Projects within sparse2big

Imputation of sparse data

Fabian Theis (HMGU), Maria Colomé-Tatché (HMGU), Alice McHardy (HZI) and Uwe Ohler (MDC) work on generating computational methods for the imputation of missing data from large scale data sets with specific noise models. For single cell transcriptomics expression levels of dropout genes (i.e., genes with missing expression data values) will be predicted using expression information of related cells. This is achieved within a deep learning framework using a deep autoencoder. For single cell genomics it has been shown that the direct sequencing of DNA of a single cell allows for calling copy number variations of genomic segments. Inference of single nucleotide (SNVs) requires whole genomic DNA pre-amplification, which introduces errors and biases and still large numbers of sites are devoid of information.

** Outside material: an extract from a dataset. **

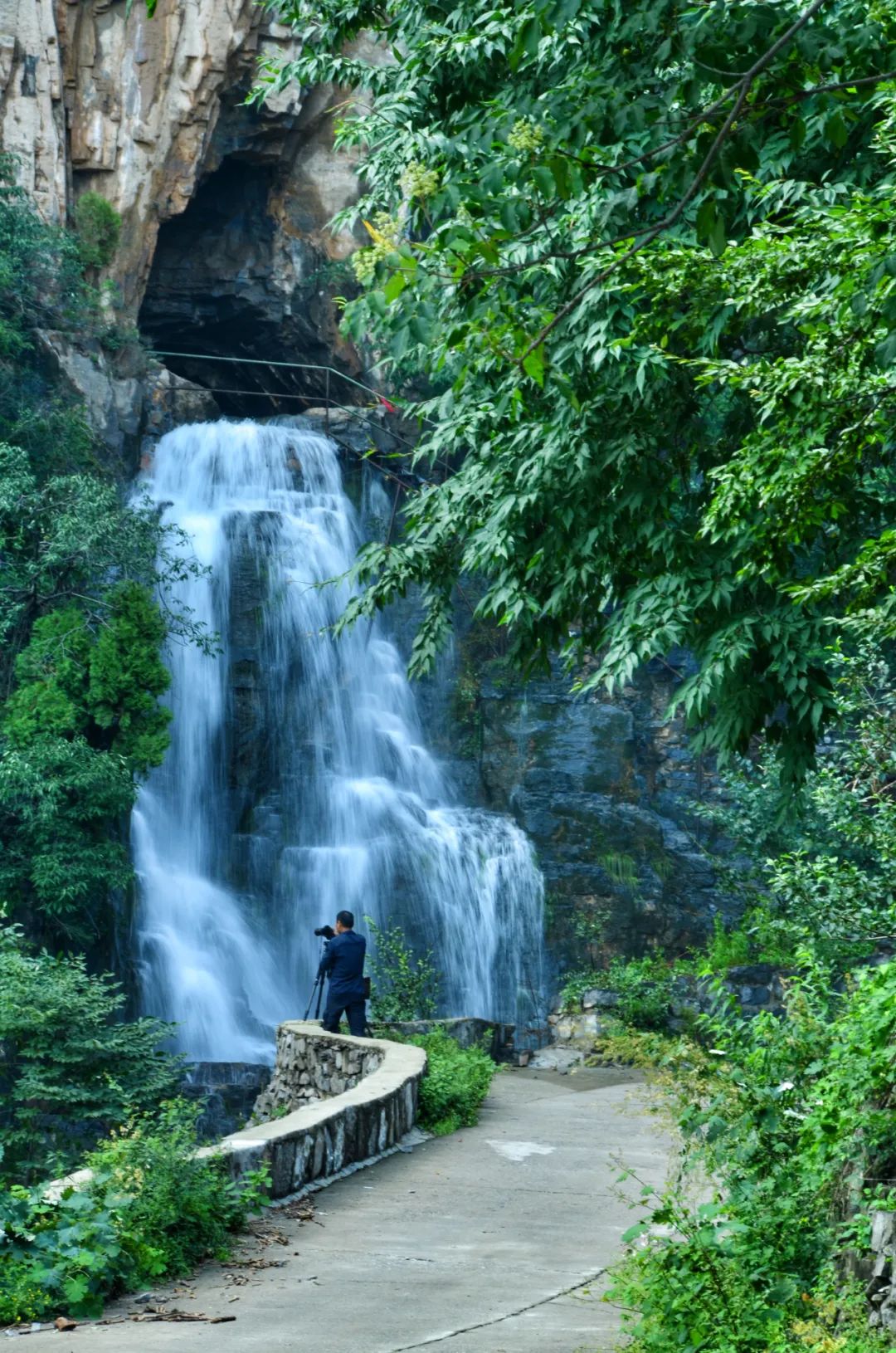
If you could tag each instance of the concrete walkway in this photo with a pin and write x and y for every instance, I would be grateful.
(488, 1241)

Develop and adapt missing-value invariant data mining methods

Emmanuel Müller (GFZ/HPI), Jörg Hackermüller (UFZ), and Alice McHardy (HZI) use a different strategy when dealing with sparse data compared to imputation of sparse data. They use downstream analysis methods that are invariant under missing values, denoted as missing value invariant data mining. Based on novel technologies in data mining they will be able to use and develop prediction, clustering and anomaly detection methods that are aware of the presence of missing values. Their methods will provide enhanced pattern detection compared to data imputation as data artefacts by pre-processing sparse data can be excluded. They developed similar methods in the past, for example missing value-invariant probabilistic nonlinear principal component analysis and fault tolerant subspace clustering for data with missing values. Here they propose to develop missing-value invariant methods for correlation network and lineage estimation.

Fusion with additional information (multi-view data)

Uwe Ohler (MDC), Maria Colomé-Tatché (HMGU), Fabian Theis (HMGU) and Alice McHardy (HZI) work on a project where single cell RNA-seq protocols have recently been complemented by assays that interrogate genomic and epigenomic data, either on the same cells or cells from the same population. These assays provide complementing, often (anti-)correlated information that should allow for a direct readout of the regulatory state of a cell. In practical terms, this means that we now have access to multiple distinct, but correlated data sets from the same (or from related) samples, offering different "views" of the cellular state. Each one of these datasets can be expected to only contain partial observations and considerable amount of missing data. Integrating these heterogeneous datasets and borrowing information across them will allow for better characterization of cellular states and possibly, better imputation of missing data from different individual omics layers.

Inclusion of spatial information

Roland Eils (DKFZ), Benedikt Brors (DKFZ), and Philipp Junker (MDC) work on spatial positioning of single cells, particluarly their relative location within a whole organ. This is a crucial parameter for understanding the functional context, the architecture of healthy tissues and organs as well as misregulation in aging and disease. Cellular heterogeneity and sparsity in tumor tissues for example can be responsible for therapy resistance and aggressive metastasis. Three-dimensional information can be obtained by advanced microscopy, but is typically unavailable in single-cell -omics. Here, the goal is to develop and extend methods to correlate spacial cellular localizations with single cell genomics information and hence impute the spatial contet. This will be used to add spatial information on top of single cell transcriptomics.

Co-design of computing infrastructure

(c) Comma Soft AG 2018, fastgenomics.org

Dirk Pleiter (FZJ), Joachim Schultze (DZNE) together with industrial partners realize scalable architectures potimized for different parts of the workflow for single cell genomics. This will allow addressing problems with more than 10⁵ parameters (genes) and more than 10⁶ samples (cells), while still leaving potential for even larger problem sizes. The objective is to provide the design for future storage and computing infrastructure exploiting novel technologies, and setup of such an infrastructure initially for single cell imputation and later for other sparse2big users.

Generation of large test datasets and algorithm evaluation

The development of new computational approaches will require access to single cell genomic datasets. We will use already existing datasets for evaluation and will provide unique novel data in combination with new computational approaches.